How to compute the variances of quotients of normal variables? $x$ and $y$ are independent normal random variables.  $z1=x/(x+y)$ and $z2=y/(x+y).$
How to obtain the variances for $z1$ and $z2$? 
I understand through the delta method, $\operatorname{Var}(z1)$ can be approximated as
$$((Ey)^2 \operatorname{Var}(x)+(Ex)^2(\operatorname{Var}(x)+\operatorname{Var}(y)))/(E(x)+E(y))^4$$
and $\operatorname{Var}(z2)$ can be approximated as
$$((Ex)^2 \operatorname{Var}(y)+(Ey)^2(\operatorname{Var}(x)+\operatorname{Var}(y)))/(E(x)+E(y))^4.$$
Apparently, these two expressions would not be equal to each other but we know the variances of $z1$ and $z2$ are supposed to be equal based on their functional relationship with $x$ and $y.$  Please advise.

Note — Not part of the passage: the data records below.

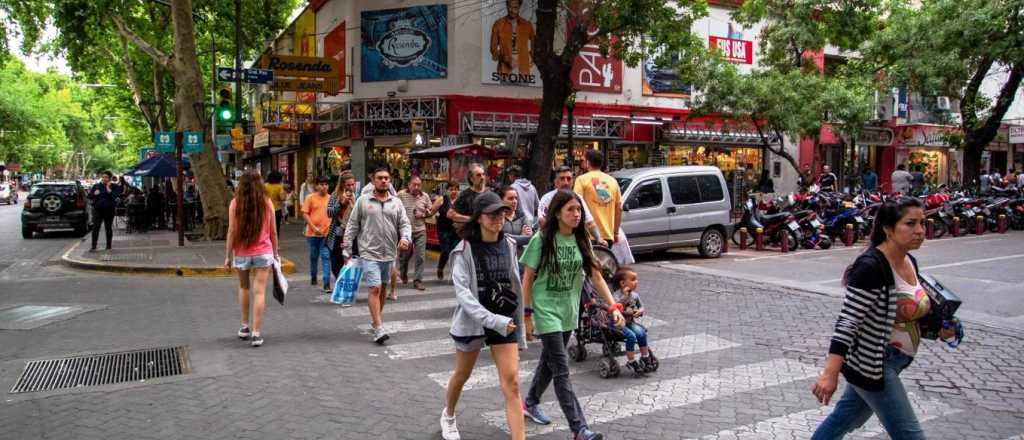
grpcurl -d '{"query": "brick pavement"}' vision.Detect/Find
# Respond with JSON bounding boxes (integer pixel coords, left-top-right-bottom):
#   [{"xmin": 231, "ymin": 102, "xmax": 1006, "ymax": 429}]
[{"xmin": 0, "ymin": 260, "xmax": 1024, "ymax": 440}]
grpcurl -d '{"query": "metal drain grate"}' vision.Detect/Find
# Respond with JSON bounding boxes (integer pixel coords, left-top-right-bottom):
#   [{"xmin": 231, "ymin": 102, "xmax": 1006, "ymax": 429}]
[{"xmin": 10, "ymin": 347, "xmax": 191, "ymax": 393}]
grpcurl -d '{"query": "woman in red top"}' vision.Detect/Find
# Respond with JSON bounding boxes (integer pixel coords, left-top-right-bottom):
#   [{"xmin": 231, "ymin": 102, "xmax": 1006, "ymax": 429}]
[{"xmin": 224, "ymin": 173, "xmax": 279, "ymax": 347}]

 A: Let's solve this first for the case where $X$ and $Y$ are iid standard Normal variables.  (The question appears to assume $X$ and $Y$ are identically distributed anyway, suggesting this is a good starting point.)  
Because $X$ and $Y$ are identically distributed, the $Z_i$ are exchangeable and therefore also must be identically distributed.  Let their common variance be $\sigma^2$ and suppose for a moment it is finite.  Since $Z_1+Z_2=1$ is constant it has zero variance, allowing us to compute
$$0 =\operatorname{Var}(Z_1+Z_2) = 2\sigma^2 + 2 \operatorname{Cov}(Z_1,Z_2),$$
thereby deducing
$$\operatorname{Cov}(Z_1,Z_2) = -\sigma^2.$$
But, writing $\mu=E[Z_1] =E[Z_2]$ (whose finiteness is assured by the assumed finiteness of $\sigma^2$), algebra shows us
$$\eqalign{
\sigma^2 = -\operatorname{Cov}(Z_1,Z_2) &= -E[Z_1 Z_2] + \mu^2 \\
&= -E\left[\frac{XY}{(X+Y)^2}\right]  + \mu^2\\
&= -\frac{1}{4} E\left[\frac{(X+Y)^2 - (X-Y)^2}{(X+Y)^2}\right]  + \mu^2\\
&= \frac{1}{4}\left(-1 + E\left[\frac{(X-Y)^2}{(X+Y)^2}\right]\right) + \mu^2.
}$$
The numerator and denominator in that final fraction are independent because $(X-Y, X+Y)$ are jointly Normally distributed with zero covariance.  Since a multiple of the denominator $(X+Y)^2$ must therefore have a $\chi^2(1)$ distribution, and the density of that distribution in a neighborhood of $0$ is positive, the ratio must have infinite variance.
We are compelled to reject the original assumption that $\sigma^2$ is finite; and there is the answer: $\operatorname{Var}(Z_1) = \operatorname{Var}(Z_2) = \infty.$

It is straightforward to generalize these arguments to arbitrary independent Normal variables--the algebra gets a little messier, but the same principle applies: the ratios are random variables with infinite variances.
BTW, because the $Z_i$ sum to unity their means must either sum to unity or be undefined, whence $\mu=1/2$ (returning to the original simplified setting) or else $\mu$ is undefined.  This is a very general result, holding for any bivariate random variable $(X,Y)$ where $X$ and $Y$ have identical expectations $\mu.$
A: Following $$f'(t) = \frac{g'(t)h(t) - g(t)h'(t)}{h^2(t)}$$
$$\frac {\partial z_1} {\partial x} = \frac {x+y - x}{(x+y)^2} = \frac {y}{(x+y)^2}$$
$$\frac {\partial z_1} {\partial y} = \frac {- x}{(x+y)^2}$$
$$\frac {\partial z_2} {\partial x} = \frac {-y}{(x+y)^2}$$
$$\frac {\partial z_2} {\partial y} = \frac {x}{(x+y)^2}$$
So their variance are the same.
$$\mathrm{Var}(z_1) = \mathrm{Var}(z_2) \approx \frac {(\mathrm{E}(y))^2 \mathrm{Var}(x)+(\mathrm{E}(x))^2\mathrm{Var}(y)}{[\mathrm{E}(x)+\mathrm{E}(y)]^4}$$
This method is applicable when $\mathrm{E}(x) + \mathrm{E}(y)$ have a certain distance from 0.